Une particularité importante des calculs géotechniques réside dans la présence, au sein des massifs, de surfaces de fracture préexistantes à la mise en place de l’ouvrage ou du chargement étudié. Elles produisent une discontinuité du déplacement entre les blocs situés de part et d’autre de la surface de fracture. La méthode des éléments finis est plutôt adaptée à la recherche de champs de déplacement continus, et la prise en compte de ce type de discontinuité demande la mise en œuvre de techniques spécifiques (on utilise généralement des éléments particuliers), voire d’utiliser une autre méthode de calcul comme la méthode des éléments distincts.


L’analyse a posteriori de glissements de terrain, par exemple, est un exercice délicat. Il est à l’heure actuelle extrêmement difficile de prévoir l’apparition et le développement d’une surface de rupture. On en est réduit le plus souvent à prendre en compte une surface existante, dont on a pu reconnaître la position de manière plus ou moins précise à l’aide de dispositifs ad hoc (par exemple des inclinomètres qui suivent la déformation d’un versant).

Les massifs rocheux sont souvent traversés par un grand nombre de fractures présentant des orientations pratiquement parallèles à une ou deux directions privilégiées (diaclases régionales). La distribution des fractures est aléatoire, ou en tout cas impossible à caractériser complètement à l’échelle du massif, et diffuse. Si l’on s’intéresse au comportement global du massif, on peut proposer de le modéliser comme un milieu continu, en lui affectant un modèle de comportement intégrant, à l’échelle du calcul, l’effet des discontinuités : on recourt en général à des méthodes d’homogénéisation.

On peut aussi avoir à prendre en compte une discontinuité de grande ampleur dans un massif rocheux (faille), que l’on peut traiter comme les surfaces de rupture des glissements de terrain.


4) Un système matériel "ouvert" et des techniques de construction à modéliser

Comme on l’a dit dans le chapitre introductif, une spécificité des calculs de génie civil tient à la nécessité de prendre en compte des phases de construction, telle que le déblaiement ou le remblaiement, la prise d’un massif de béton, la mise en tension de câbles, etc.

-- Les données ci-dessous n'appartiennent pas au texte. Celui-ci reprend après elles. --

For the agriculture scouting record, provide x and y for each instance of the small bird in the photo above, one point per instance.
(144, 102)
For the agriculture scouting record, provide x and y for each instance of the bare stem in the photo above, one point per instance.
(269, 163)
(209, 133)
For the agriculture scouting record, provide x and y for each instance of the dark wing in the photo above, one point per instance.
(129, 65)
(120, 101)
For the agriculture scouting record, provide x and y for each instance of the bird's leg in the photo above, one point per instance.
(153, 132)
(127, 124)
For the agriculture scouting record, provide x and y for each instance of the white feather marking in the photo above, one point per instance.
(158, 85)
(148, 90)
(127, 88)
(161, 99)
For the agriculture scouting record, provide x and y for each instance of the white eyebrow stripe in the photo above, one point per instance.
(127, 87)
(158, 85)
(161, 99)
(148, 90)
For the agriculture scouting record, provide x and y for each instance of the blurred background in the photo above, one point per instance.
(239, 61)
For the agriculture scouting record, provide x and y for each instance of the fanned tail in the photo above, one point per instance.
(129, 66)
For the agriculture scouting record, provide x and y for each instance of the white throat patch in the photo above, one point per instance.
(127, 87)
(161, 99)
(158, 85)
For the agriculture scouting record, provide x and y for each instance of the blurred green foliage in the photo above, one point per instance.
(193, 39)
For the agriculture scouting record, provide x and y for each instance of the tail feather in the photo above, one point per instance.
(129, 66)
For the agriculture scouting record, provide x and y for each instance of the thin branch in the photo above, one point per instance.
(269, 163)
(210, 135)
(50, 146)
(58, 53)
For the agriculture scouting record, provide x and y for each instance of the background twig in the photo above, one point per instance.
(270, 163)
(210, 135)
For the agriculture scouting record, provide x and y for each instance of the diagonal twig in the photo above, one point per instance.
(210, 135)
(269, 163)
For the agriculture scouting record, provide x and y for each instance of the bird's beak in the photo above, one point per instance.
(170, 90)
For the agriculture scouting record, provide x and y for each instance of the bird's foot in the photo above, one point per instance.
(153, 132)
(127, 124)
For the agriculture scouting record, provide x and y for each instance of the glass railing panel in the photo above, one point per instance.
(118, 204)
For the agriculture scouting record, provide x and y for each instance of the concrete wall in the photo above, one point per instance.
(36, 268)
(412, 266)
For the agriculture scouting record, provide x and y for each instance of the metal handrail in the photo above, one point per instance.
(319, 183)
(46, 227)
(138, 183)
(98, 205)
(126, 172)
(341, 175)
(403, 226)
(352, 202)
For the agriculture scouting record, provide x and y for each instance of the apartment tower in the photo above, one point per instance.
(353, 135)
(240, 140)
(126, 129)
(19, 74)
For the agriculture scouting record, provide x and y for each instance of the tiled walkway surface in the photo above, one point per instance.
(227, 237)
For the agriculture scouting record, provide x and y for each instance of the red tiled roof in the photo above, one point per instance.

La prise en compte de ces phases de construction dans le cadre de la méthode des éléments finis n’est pas forcément simple et immédiate : la méthode consiste à se ramener au calcul d’une matrice de rigidité, d’un vecteur de forces nodales, et à résoudre le système obtenu en tenant compte des conditions aux limites. Pour modéliser les phases de construction, on est amené à enchaîner des calculs, en prenant en compte le changement de raideur de certains éléments, la disparition ou le changement de nature de certains appuis, des changements de point d’application des chargements, etc.


La difficulté consiste donc à proposer des techniques de simulation permettant de prendre en compte un grand nombre de dispositions constructives dans le cadre relativement étroit de la méthode des éléments finis. Il revient à l’utilisateur de discerner si les outils de modélisation proposés par les logiciels reflètent correctement les phénomènes mis en jeu.

Dans le cas des tunnels creusés au tunnelier, les sollicitations appliquées au terrain au cours des différentes phases d’avancement sont complexes, le terrain se refermant sur l’anneau constitué par les voussoirs lorsque le tunnelier avance. La mise en place de pieux par battage est un autre exemple de problème qu’il est difficile de ramener au cadre de la méthode des éléments finis.